JBoss releases updates to its implementation rather frequently. If you look at their release dates it's almost every other month. See ftp://ftp.redhat.com/redhat/jbeap/

You're quoting an individual bug that has been open for some time. Did you also looked at the many bugs that were fixed after a few hours after being reported? Do you dare to state that Spring has no bugs or that none of their bugs is open for more than a day, week, month?

Java EE has a spec cycle of about 2 to 3 years (there was an article about this recently, Google it if you want). That's the time between 2 spec releases. It's about the same time as between major supported JBoss releases, so between EAP 5, 6 and 7. There's 3 to 4 years between major Spring releases (Spring 2 2006, Spring 3 2009, Spring 4 2013).

And Java SE doesn't release a major new version montly, let alone yearly either. A spec should move fast enough to stay relevant, but slow enough to provide the stability needed so lots of other technology can build on it.

1 comments

> JBoss releases updates to its implementation rather frequently. If you look at their release dates it's almost every other month. See ftp://ftp.redhat.com/redhat/jbeap/

http://jbossas.jboss.org/downloads

EAP 6.4: 8 months EAP 6.3: 8 months EAP 6.2: 7 months

> Do you dare to state that Spring has no bugs or that none of their bugs is open for more than a day, week, month?

In about 50% of the times I have reported bugs or submitted pull requests against Spring they were closed within 6 hours. Spring releases about a month apart. The other 50% lay dormant for years. Still way better than any contribution I tried to make so far to Java EE. 0% success in about 6 tries.

> Java EE has a spec cycle of about 2 to 3 years (there was an article about this recently, Google it if you want).

https://en.wikipedia.org/wiki/Java_Platform,_Enterprise_Edit...

Java EE 8: at least 3 years Java EE 7: 4 years Java EE 6: 3 years Java EE 5: 3 years

>EAP 6.4: 8 months EAP 6.3: 8 months EAP 6.2: 7 months

That's skipping a lot of updates. EAP 6.2.2: 1 month EAP 6.2.3: 2 months EAP 6.2.4 1 month EAP EAP 6.3.0: 1.5 months Etc

>The other 50% lay dormant for years

So this exactly the same as with a Java EE implementation or any other open source project for that matter. Many get fixed in hours, others weeks or months and some years or simply never. Spring is not inherently better here as their track record proves. That your personal reports were of no success maybe says more about yourself than of any Java EE implementation. I got many bugs fixed and have seen others reporting bugs that have been fixed in no time.

>Java EE 8: at least 3 years Java EE 7: 4 years Java EE 6: 3 years Java EE 5: 3 years

I was more referring to this one: http://arjan-tijms.omnifaces.org/2014/10/java-ee-process-cyc...

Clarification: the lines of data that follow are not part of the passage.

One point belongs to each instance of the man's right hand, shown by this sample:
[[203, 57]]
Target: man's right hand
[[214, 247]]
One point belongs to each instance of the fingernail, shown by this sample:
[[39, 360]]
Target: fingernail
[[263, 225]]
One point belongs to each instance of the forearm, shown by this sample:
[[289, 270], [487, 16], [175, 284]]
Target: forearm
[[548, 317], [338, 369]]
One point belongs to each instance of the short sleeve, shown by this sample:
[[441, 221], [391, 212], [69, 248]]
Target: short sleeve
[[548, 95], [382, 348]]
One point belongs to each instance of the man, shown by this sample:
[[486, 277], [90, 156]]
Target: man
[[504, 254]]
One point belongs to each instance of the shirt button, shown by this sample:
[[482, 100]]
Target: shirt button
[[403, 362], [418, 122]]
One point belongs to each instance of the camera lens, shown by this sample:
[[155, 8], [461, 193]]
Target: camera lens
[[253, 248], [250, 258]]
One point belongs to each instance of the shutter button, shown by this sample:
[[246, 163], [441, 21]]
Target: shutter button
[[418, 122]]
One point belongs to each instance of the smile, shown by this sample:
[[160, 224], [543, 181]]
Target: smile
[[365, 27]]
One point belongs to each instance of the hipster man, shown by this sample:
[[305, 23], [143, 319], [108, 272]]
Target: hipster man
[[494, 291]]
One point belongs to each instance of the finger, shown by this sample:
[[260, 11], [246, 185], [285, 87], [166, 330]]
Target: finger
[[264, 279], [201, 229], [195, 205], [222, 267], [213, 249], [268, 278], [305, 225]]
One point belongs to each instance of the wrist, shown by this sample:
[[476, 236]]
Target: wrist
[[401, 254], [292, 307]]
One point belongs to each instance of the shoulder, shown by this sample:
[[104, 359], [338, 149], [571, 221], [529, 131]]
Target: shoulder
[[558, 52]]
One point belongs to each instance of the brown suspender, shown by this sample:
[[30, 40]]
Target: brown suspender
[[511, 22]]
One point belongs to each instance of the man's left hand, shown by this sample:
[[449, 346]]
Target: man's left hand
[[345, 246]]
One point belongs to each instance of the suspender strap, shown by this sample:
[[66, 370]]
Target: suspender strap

The actual time spend on the spec is less (see table). Whatever number you look at, it's not that different from the major Spring releases, and Spring is a product even, not a spec.

> Whatever number you look at, it's not that different from the major Spring releases, and Spring is a product even, not a spec.

Spring releases are every month. When there is a bug in a Java EE spec (like the WebSocket/CDI integration or the CDI annotation scanning in EE 7) you have to wait for the next major spec version to fix it. The spec has to be "perfect" for 3 to 4 years because there is no way to fix it.

>The spec has to be "perfect" for 3 to 4 years because there is no way to fix it.

This is absolutely not true.

There's the MR (Maintenance Release) for that. See for example JSF 2.1 and CDI 1.2. They were intermediate quick releases between major Java EE versions.

Even the platform spec itself can have a MR. Currently there's an MR for Java EE 7 in the works. See https://java.net/downloads/javaee-spec/JavaEE_7_Platform_MR_...

Because it's a spec, naturally more consideration has to go into it. Many implementations depend on it to be stable. In case of Spring there's only one Spring. Take it or leave it. Not having a spec behind you can be an advantage (change things whenever you want), but is a disadvantage as well (the implicit specification of how things work is in the code, but Java is not declarative and it's always a guess if specific behavior is just an implementation side-effect or an intended one).

Even changing things whenever you want can be a disadvantage. A spec naturally favors stability, which means I can run my old code with minimal or no changes at modern Java EE. Try that for regular open source libraries (be it from within the Java EE universe, Spring universe, or whatever). Chances are that the APIs and config files have changed 10 tens in the meantime.